J’ai surtout l’avantage que je suis logique. Quitte à faire rougir le bon Dieu sur sa croix, faut pas avoir peur d’aller jusqu’au bout d’un raisonnement. S’en fout, des devoirs du petit soldat. Puisque tout le monde s’en fout, justement : les élèves (pas tous. L’immense majorité. On s’occupera des cas particuliers le moment venu), leurs parents, qui veulent surtout savoir leur progéniture au chaud, à l’abri des tentations et des chauffards pendant qu’ils vont bosser ; l’administration, qui se doute que dans les conditions qu’elle instaure, on va pas pouvoir faire grand-chose de bien sérieux, faudrait être le dernier des couillons pour se mettre martel en tête, pour se faire suer le burnous.

Tant que ça se voit pas.

 

Attention ! Avec ça, on plaisante pas. Tout le monde sait bien que tout ce cirque, c’est de la blague, la Comédie humaine, chacun s’occupe essentiellement de ses fesses, encore que beaucoup, à force de faire semblant, de répéter à tout-va leur dévouement à l’Espèce humaine, finissent par oublier, qu’ils jouent le rôle : c’est ça, un bon acteur, un professionnel qui finit par croire qu’il est le personnage, on en chialerait, tellement il le fait bien, c’est qu’à la fin, quand les lumières se rallument, quand on te présente la facture, que tu te rappelles les règles du jeu. Donc, faire semblant, mais avec tout le sérieux du monde : tu les as vus, devant le Monument aux morts, brochettes de décorations en sautoir, drapeaux au vent, et trémolos à la demande. Honneur au sacrifice des Héros pour la Patrie, tout le monde bien aligné, la main sur le képi, toute l’émotion de ces vies disparues, jusqu'à la prochaine lubie des Décideurs, On saute sur Kolwezi, Tempête du Désert ou Opération Barkhane.

Les gens ont cette merveilleuse schizophrénie, qui les protège. Ils savent, et ils ne savent pas. Apocalypse Now, Né un 4 juillet, ils ont vu. C’est pas les films et les bouquins qui manquent, en accès libre : pantalonnades de la chose militaire. Les atrocités du Vietnam, de l’Algérie, Irak, un peu partout, toujours, ils connaissent. L’obstination meurtrière des Etats-Majors à Verdun. Mais rien n’y fait. Le jour de la cérémonie, on y croit, on acclame, on essuie la larme furtive.

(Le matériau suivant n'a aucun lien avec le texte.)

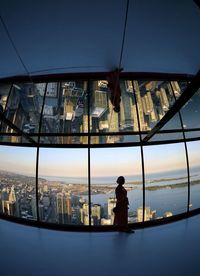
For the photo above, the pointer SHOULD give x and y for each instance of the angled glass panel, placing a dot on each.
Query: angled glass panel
(23, 108)
(103, 117)
(65, 111)
(106, 165)
(154, 99)
(166, 186)
(18, 182)
(190, 113)
(63, 186)
(194, 163)
(4, 94)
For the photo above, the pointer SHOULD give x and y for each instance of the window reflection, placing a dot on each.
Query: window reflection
(65, 111)
(106, 165)
(63, 186)
(194, 163)
(17, 182)
(190, 113)
(23, 109)
(166, 181)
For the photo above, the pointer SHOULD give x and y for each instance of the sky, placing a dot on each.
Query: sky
(104, 161)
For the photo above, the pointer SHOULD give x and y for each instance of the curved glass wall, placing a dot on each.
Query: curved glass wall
(63, 145)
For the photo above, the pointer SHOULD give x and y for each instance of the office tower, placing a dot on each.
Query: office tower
(85, 214)
(41, 211)
(161, 94)
(33, 207)
(45, 188)
(111, 204)
(99, 103)
(148, 214)
(63, 207)
(46, 201)
(125, 111)
(51, 90)
(102, 83)
(106, 221)
(113, 123)
(167, 214)
(143, 124)
(176, 88)
(96, 213)
(128, 86)
(40, 87)
(134, 117)
(151, 85)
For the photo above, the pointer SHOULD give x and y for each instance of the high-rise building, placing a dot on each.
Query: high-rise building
(63, 207)
(96, 213)
(111, 204)
(148, 214)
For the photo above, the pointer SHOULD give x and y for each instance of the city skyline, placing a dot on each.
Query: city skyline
(103, 161)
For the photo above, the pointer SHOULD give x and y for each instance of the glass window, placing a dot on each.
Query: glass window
(166, 186)
(154, 99)
(194, 163)
(17, 182)
(4, 94)
(106, 165)
(105, 119)
(65, 111)
(63, 186)
(23, 109)
(190, 113)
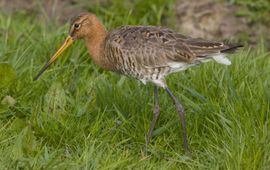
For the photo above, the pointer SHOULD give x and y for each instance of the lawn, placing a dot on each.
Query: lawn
(78, 116)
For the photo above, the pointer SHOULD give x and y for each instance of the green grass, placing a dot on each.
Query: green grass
(78, 116)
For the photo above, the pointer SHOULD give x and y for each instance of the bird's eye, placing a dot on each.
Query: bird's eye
(77, 26)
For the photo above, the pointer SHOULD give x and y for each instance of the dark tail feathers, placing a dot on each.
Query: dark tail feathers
(231, 48)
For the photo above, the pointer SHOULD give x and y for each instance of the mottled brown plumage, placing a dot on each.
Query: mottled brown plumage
(147, 53)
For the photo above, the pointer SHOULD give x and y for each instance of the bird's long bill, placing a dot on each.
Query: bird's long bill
(65, 45)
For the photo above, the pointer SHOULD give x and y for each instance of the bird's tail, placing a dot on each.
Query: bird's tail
(231, 48)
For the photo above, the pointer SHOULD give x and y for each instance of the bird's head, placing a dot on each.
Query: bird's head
(83, 26)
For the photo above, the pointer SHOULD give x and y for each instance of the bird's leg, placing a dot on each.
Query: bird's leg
(155, 116)
(180, 110)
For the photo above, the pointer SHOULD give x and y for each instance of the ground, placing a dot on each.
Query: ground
(78, 116)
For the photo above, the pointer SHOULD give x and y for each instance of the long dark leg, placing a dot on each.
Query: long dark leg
(180, 110)
(155, 116)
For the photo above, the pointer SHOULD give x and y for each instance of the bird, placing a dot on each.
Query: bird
(147, 53)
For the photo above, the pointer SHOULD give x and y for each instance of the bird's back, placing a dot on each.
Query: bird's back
(149, 53)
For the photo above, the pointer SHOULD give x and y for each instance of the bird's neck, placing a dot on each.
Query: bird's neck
(95, 44)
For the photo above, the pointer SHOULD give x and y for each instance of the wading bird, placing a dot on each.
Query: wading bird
(147, 53)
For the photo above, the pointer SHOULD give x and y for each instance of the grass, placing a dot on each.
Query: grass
(78, 116)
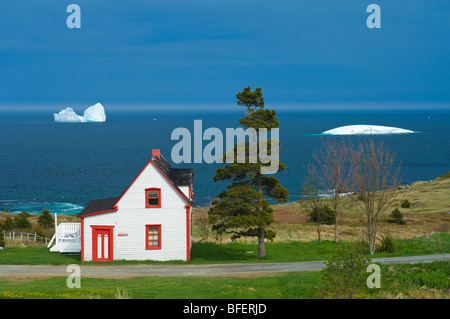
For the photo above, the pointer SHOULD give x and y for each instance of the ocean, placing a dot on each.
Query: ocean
(63, 166)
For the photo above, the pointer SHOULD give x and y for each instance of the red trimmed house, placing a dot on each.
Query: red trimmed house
(152, 219)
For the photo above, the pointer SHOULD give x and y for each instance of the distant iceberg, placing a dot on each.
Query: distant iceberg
(366, 130)
(94, 113)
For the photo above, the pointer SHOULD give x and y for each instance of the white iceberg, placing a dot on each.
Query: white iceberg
(67, 115)
(94, 113)
(366, 130)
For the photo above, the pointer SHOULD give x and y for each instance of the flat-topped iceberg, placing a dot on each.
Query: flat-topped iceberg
(366, 130)
(94, 113)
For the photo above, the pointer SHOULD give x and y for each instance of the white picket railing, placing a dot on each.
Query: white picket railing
(24, 236)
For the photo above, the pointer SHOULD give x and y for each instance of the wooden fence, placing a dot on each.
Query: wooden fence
(24, 237)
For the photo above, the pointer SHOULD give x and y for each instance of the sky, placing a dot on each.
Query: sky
(202, 52)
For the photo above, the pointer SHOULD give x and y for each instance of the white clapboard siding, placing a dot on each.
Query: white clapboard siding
(129, 233)
(185, 190)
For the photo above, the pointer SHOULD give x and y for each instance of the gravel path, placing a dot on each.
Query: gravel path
(26, 272)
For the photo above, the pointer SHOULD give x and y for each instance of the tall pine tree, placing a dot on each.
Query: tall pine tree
(242, 209)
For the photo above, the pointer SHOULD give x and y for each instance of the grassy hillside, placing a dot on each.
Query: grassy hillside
(429, 212)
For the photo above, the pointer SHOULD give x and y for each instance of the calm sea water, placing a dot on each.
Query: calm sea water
(63, 166)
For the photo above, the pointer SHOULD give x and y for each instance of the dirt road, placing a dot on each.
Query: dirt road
(27, 272)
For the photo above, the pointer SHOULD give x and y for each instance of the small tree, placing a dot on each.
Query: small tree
(46, 219)
(376, 179)
(246, 172)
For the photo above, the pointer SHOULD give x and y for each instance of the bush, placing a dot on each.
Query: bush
(326, 214)
(396, 217)
(405, 204)
(8, 224)
(345, 273)
(46, 219)
(2, 237)
(387, 244)
(21, 220)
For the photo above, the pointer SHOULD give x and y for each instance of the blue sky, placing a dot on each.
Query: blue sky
(200, 52)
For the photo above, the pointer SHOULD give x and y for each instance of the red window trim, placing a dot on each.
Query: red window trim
(159, 197)
(147, 247)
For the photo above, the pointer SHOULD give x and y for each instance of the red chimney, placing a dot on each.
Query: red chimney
(155, 153)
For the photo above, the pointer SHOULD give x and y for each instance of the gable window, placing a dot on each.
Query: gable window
(153, 237)
(153, 198)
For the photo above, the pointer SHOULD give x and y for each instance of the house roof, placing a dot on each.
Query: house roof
(176, 176)
(99, 205)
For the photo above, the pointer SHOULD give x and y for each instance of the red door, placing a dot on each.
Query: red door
(102, 248)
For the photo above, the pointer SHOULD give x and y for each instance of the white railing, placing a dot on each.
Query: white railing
(66, 231)
(24, 236)
(68, 228)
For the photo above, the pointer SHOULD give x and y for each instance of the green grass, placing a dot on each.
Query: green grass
(409, 281)
(240, 252)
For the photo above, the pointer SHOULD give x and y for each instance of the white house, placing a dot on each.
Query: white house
(151, 220)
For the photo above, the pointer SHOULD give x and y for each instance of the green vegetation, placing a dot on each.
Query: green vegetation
(240, 252)
(396, 217)
(326, 215)
(46, 219)
(397, 281)
(405, 204)
(242, 209)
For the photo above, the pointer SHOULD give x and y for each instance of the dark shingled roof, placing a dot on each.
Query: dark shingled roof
(99, 205)
(177, 176)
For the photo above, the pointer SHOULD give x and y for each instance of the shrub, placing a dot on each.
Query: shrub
(396, 217)
(405, 204)
(326, 214)
(2, 236)
(8, 223)
(345, 273)
(46, 219)
(21, 220)
(386, 244)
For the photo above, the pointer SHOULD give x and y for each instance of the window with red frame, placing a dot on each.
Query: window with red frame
(153, 198)
(153, 237)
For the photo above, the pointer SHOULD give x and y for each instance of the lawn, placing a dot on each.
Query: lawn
(238, 252)
(398, 281)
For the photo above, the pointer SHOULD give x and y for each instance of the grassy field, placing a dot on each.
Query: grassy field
(429, 213)
(239, 252)
(426, 232)
(398, 281)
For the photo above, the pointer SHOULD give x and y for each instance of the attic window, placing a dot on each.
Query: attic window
(153, 198)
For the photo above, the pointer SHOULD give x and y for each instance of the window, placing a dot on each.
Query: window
(153, 198)
(153, 237)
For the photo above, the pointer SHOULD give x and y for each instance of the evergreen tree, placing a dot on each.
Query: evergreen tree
(242, 208)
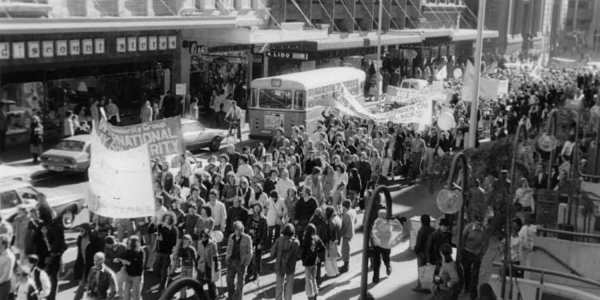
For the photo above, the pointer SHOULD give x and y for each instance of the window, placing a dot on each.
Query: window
(254, 98)
(9, 199)
(299, 100)
(278, 99)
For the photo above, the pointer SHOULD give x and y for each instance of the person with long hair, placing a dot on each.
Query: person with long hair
(447, 287)
(313, 250)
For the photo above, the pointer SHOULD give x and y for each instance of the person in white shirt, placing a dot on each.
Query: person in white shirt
(244, 169)
(219, 212)
(284, 183)
(276, 210)
(112, 112)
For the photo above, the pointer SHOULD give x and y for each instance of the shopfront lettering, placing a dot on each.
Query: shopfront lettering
(61, 48)
(131, 44)
(4, 50)
(75, 47)
(33, 49)
(19, 50)
(48, 48)
(142, 43)
(88, 46)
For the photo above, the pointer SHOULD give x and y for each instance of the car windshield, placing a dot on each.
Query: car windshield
(70, 145)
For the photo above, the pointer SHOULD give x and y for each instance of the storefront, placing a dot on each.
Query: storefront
(50, 74)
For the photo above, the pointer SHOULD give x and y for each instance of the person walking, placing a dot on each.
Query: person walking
(286, 251)
(133, 260)
(238, 257)
(36, 138)
(347, 232)
(208, 263)
(7, 264)
(474, 238)
(101, 282)
(313, 250)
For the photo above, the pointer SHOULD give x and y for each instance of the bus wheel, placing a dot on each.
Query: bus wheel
(215, 144)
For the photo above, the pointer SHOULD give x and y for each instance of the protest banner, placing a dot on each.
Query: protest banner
(112, 174)
(164, 137)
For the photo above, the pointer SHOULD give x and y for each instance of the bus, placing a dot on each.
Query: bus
(299, 98)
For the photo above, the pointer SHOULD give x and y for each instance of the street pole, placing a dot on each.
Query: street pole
(379, 62)
(478, 52)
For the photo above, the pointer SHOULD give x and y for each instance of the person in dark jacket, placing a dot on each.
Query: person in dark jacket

Les spectateurs aussi font partie de la pièce.

Ton banquier, qui te traite en hôte de marque, et te fait signer n’importe quoi. L’assureur, « Cher sociétaire », qui n’assure plus. Le toubib qui expédie le patient, parfois ad patres, il y a du monde qui attend. Pas tous, pas tout le temps. C’est ça qui est drôle : reconnaître à chaque cas le gars sincère.

Vaste bal costumé, où tu fais tes premiers pas, qui tourne depuis la nuit des temps, production B. DeMille où on ne reconnaît plus bien l’accessoire de l’élément d’origine, chaque acteur récite son texte, plus ou moins bien, tout le monde, sauf les méchants, assurant tout le monde de son plus parfait dévouement mais les affaires tournent, quand même, faut bien vivre, faut pas non plus se laisser plumer, chacun essaie de faire sa pelote.

C’est le principe de base du pickpocket : une main sur le cœur, l’autre dans la poche de ta veste.

Mes copains prennent tout ça très au sérieux, peur de se faire punir, bien inculquée, peur de mal faire, « amour propre » utilement conditionné à vouloir réussir, illusion complaisante de sa propre importance (la Mission éducative) …

Qu’est-ce qui le pousse à s’épuiser à la tâche, le nègre dans son champ de coton ?

Dans quelques jours, c’est la rentrée.